• Sat. Feb 24th, 2024

Kraken to end its crypto-staking services in the U.S. – here’s why

  • Kraken is ending crypto-staking services to settle with the U.S. SEC.
  • It will also pay $30 million in penalties as part of that settlement.
  • The development casts doubt upon Coinbase that also offers staking.

Kraken – the U.S. based crypto exchange was in focus today on reports that it’s bringing down the curtain on its crypto-staking operations.

Kraken to pay $30 million in penalties to settle charges

Kraken was facing an investigation from the U.S. Securities and Exchange Commission over selling unregistered securities.

The Kraken staking programme is offered and sold as a security. Staking-as-a-service providers must register and provide full, fair, and truthful disclosure and investor protection.

On Thursday, the crypto exchange agreed to end the said operations to settle those charges.
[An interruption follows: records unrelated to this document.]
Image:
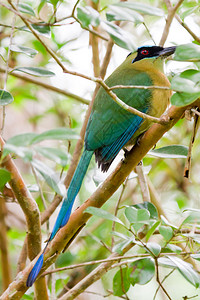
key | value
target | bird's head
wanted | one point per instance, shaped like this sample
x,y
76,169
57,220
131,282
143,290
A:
x,y
146,52
147,57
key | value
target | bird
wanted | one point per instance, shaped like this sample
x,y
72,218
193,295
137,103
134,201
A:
x,y
111,128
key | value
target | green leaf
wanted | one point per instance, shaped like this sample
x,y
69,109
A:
x,y
27,139
119,36
120,282
183,99
26,8
196,256
151,230
102,214
50,177
42,29
141,8
154,248
24,139
61,133
116,13
187,52
56,155
25,153
5,176
172,248
172,151
5,98
137,215
88,16
166,232
166,222
28,51
187,85
193,216
35,71
141,271
186,271
150,207
122,245
187,82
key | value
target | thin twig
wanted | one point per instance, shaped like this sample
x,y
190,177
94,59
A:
x,y
192,139
162,283
46,86
142,180
171,13
141,87
116,209
6,71
97,80
158,279
187,28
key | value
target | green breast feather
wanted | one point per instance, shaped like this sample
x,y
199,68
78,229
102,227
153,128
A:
x,y
108,120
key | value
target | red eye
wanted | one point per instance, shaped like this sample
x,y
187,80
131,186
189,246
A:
x,y
144,52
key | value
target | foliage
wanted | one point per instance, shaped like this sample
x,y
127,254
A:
x,y
42,113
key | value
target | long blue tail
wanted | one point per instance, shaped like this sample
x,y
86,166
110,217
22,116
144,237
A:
x,y
65,210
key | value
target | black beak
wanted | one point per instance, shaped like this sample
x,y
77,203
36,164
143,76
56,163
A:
x,y
167,51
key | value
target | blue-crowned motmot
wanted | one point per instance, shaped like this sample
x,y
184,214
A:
x,y
110,127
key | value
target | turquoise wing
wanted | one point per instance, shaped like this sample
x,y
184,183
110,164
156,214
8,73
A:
x,y
108,121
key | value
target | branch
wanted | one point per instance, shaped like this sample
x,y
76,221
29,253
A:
x,y
31,213
100,196
142,180
5,259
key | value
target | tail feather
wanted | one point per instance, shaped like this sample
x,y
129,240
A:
x,y
65,210
35,271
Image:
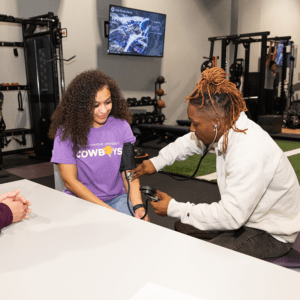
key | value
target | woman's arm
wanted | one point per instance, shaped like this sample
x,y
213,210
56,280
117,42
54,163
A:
x,y
135,196
69,175
275,51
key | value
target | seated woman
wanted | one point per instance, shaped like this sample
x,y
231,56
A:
x,y
89,128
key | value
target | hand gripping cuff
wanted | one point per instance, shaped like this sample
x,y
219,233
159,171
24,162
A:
x,y
138,206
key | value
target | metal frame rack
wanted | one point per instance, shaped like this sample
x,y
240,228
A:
x,y
42,44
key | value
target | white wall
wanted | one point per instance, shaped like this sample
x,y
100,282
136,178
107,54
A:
x,y
188,26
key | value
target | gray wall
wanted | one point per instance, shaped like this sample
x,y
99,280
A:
x,y
189,24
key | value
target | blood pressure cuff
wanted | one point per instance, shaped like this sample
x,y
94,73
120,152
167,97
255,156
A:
x,y
127,160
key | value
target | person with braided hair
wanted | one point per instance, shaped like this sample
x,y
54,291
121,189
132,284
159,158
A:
x,y
259,210
90,127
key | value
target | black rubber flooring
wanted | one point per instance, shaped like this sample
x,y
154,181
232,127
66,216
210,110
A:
x,y
194,191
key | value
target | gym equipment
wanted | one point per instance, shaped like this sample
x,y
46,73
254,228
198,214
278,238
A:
x,y
139,155
150,193
270,123
166,133
160,79
143,118
131,101
209,63
160,92
20,102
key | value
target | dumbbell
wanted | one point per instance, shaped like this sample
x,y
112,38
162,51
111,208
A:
x,y
143,118
161,118
155,115
150,101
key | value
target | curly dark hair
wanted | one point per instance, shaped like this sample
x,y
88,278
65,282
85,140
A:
x,y
74,115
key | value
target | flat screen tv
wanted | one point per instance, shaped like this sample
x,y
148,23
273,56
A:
x,y
279,55
136,32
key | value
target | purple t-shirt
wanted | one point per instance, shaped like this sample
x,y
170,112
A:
x,y
98,167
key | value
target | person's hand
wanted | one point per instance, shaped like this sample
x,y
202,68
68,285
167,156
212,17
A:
x,y
145,168
9,195
139,213
22,199
161,207
109,207
18,209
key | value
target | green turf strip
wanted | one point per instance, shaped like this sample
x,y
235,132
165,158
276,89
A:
x,y
295,161
208,164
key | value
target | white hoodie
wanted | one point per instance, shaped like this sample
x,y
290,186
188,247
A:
x,y
257,183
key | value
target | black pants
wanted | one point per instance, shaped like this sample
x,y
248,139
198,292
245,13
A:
x,y
250,241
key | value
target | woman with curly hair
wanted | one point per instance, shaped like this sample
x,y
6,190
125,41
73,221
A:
x,y
89,128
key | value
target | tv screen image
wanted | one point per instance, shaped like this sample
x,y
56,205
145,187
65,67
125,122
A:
x,y
136,32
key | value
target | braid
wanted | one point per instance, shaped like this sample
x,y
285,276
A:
x,y
215,90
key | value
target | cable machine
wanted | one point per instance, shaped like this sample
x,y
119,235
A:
x,y
42,44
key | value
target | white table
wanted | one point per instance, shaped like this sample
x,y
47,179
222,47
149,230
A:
x,y
73,249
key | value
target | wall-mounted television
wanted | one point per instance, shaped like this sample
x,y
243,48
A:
x,y
136,32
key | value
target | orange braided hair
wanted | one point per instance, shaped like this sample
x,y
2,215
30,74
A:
x,y
213,85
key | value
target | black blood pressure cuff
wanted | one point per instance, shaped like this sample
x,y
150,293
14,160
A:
x,y
127,160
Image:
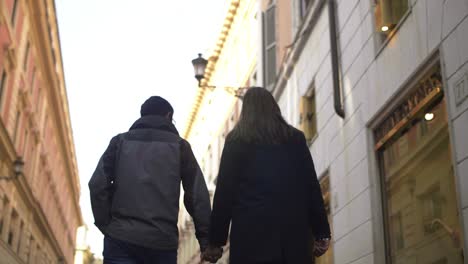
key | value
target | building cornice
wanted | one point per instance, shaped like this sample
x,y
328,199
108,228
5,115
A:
x,y
212,61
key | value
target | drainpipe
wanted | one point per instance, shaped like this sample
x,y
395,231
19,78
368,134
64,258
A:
x,y
337,89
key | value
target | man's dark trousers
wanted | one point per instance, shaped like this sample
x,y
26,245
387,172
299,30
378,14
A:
x,y
120,252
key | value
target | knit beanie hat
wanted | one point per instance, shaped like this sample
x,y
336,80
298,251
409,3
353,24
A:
x,y
156,105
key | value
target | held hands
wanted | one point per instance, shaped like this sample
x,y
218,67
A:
x,y
321,246
212,254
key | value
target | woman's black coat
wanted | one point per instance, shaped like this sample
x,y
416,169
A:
x,y
273,198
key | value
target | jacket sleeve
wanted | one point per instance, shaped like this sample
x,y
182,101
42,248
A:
x,y
319,219
196,196
224,197
100,186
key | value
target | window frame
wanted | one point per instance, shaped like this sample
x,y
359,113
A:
x,y
3,85
380,41
269,47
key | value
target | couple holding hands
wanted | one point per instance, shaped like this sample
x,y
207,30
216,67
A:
x,y
267,193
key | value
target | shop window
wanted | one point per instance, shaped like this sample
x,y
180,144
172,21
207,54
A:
x,y
269,42
308,117
419,191
388,13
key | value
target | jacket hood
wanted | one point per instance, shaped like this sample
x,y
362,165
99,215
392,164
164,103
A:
x,y
154,122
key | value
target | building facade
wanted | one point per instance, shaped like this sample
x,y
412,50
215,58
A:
x,y
379,88
39,210
215,111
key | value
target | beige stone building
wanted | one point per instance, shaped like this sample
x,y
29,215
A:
x,y
39,209
380,89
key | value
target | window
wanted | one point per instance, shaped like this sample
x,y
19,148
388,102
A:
x,y
20,238
18,115
26,56
419,191
307,116
14,11
3,82
388,14
30,249
327,258
3,211
13,223
33,79
304,7
269,28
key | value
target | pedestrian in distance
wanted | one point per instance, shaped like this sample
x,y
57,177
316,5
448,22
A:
x,y
267,191
135,190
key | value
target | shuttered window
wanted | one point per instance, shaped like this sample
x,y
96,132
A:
x,y
269,27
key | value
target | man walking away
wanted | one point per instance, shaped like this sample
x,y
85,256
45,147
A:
x,y
135,190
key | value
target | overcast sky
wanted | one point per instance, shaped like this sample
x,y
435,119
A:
x,y
116,54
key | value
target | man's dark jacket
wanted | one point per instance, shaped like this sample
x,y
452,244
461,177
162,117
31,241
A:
x,y
273,198
135,189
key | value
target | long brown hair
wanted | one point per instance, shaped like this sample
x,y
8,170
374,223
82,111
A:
x,y
260,120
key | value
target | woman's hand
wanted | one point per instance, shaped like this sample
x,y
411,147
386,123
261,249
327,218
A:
x,y
321,246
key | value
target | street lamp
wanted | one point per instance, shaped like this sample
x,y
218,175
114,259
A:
x,y
199,66
18,166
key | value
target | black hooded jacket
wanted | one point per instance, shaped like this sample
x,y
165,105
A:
x,y
135,189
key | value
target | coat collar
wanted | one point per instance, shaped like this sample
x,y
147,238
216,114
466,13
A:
x,y
154,122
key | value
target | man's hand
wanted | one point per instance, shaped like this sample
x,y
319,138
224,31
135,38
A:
x,y
321,246
212,254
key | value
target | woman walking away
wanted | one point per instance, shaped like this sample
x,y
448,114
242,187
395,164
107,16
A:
x,y
267,187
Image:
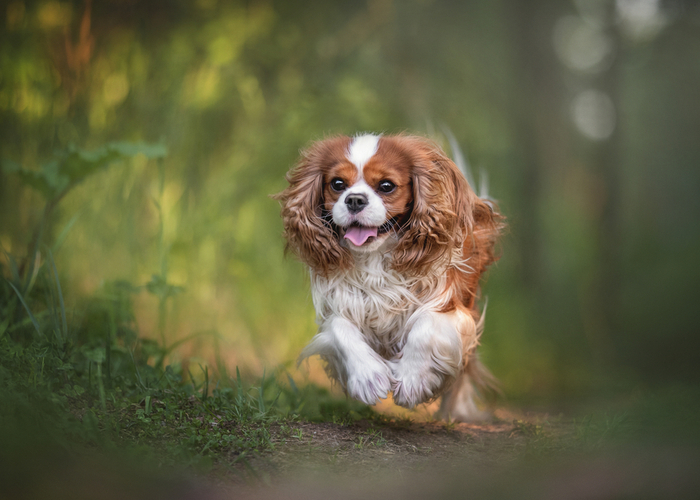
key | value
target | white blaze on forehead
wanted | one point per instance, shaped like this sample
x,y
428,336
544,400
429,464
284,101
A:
x,y
362,148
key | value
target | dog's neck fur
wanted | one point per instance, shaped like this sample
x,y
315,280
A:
x,y
378,300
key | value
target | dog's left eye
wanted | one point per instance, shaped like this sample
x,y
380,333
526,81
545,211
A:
x,y
386,186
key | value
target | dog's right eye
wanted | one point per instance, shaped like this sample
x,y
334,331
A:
x,y
338,184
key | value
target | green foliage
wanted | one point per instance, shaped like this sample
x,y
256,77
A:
x,y
73,165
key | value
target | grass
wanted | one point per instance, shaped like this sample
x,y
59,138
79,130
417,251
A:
x,y
78,384
87,380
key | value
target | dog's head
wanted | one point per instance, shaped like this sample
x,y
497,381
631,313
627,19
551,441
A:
x,y
370,193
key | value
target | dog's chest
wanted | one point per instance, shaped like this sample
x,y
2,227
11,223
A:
x,y
377,300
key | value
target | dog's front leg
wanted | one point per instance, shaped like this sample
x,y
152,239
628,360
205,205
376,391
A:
x,y
431,356
364,374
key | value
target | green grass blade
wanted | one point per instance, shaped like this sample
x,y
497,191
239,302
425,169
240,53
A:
x,y
64,232
26,307
62,305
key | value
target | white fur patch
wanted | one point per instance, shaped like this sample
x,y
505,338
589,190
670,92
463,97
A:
x,y
362,148
375,331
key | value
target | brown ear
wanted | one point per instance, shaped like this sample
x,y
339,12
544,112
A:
x,y
309,235
441,216
479,247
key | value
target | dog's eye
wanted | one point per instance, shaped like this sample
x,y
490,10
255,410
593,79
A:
x,y
386,186
338,184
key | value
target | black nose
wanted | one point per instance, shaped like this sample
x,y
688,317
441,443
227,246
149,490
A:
x,y
356,202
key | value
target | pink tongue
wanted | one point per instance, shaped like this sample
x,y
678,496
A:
x,y
358,235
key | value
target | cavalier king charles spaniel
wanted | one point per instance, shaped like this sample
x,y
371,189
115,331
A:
x,y
396,241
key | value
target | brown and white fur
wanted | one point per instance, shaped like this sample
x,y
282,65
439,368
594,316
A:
x,y
396,241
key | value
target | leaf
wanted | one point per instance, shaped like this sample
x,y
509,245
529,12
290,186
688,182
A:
x,y
73,165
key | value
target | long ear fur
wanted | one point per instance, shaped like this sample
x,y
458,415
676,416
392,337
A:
x,y
309,235
441,217
479,247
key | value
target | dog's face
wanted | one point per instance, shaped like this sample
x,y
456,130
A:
x,y
348,196
368,194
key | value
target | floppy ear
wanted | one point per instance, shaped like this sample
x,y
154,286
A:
x,y
441,216
479,248
309,234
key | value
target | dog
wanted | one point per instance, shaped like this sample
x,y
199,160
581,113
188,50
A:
x,y
396,241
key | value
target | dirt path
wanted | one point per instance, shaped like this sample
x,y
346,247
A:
x,y
370,451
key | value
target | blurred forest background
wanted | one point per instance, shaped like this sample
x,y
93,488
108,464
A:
x,y
585,114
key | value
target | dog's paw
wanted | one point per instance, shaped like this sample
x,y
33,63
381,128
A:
x,y
415,383
369,382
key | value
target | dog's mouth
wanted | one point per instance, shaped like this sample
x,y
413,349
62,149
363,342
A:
x,y
359,234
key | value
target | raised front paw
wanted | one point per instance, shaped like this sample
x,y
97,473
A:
x,y
369,382
415,382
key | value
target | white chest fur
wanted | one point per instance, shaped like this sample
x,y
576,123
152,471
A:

Kraken will pay $30 million in penalties as well even though it refrained from admitting to or denying the allegations.

The development marks the first regulatory crackdown on staking; a service that’s been quite popular with the crypto exchanges.

Non-U.S. clients will still have access to staking services

Kraken offered a whopping 20% annual percentage yield on staking with payments sent to clients twice per week. On Twitter, Gary Gensler – Chair of the U.S. SEC said in a video message today:

When a company or platform offers you these kinds of returns, whether they call their services lending, earn, rewards, APY or staking – that relationship should come with protections of the federal securities laws.

The crypto exchange did confirm, however, that its staking services will remain available to clients outside of the Unites States through a different subsidiary.

Today’s settlement also casts doubt upon Coinbase Global Inc that offers staking services in the United States as well. Its shares closed the regular session down nearly 15% on Thursday.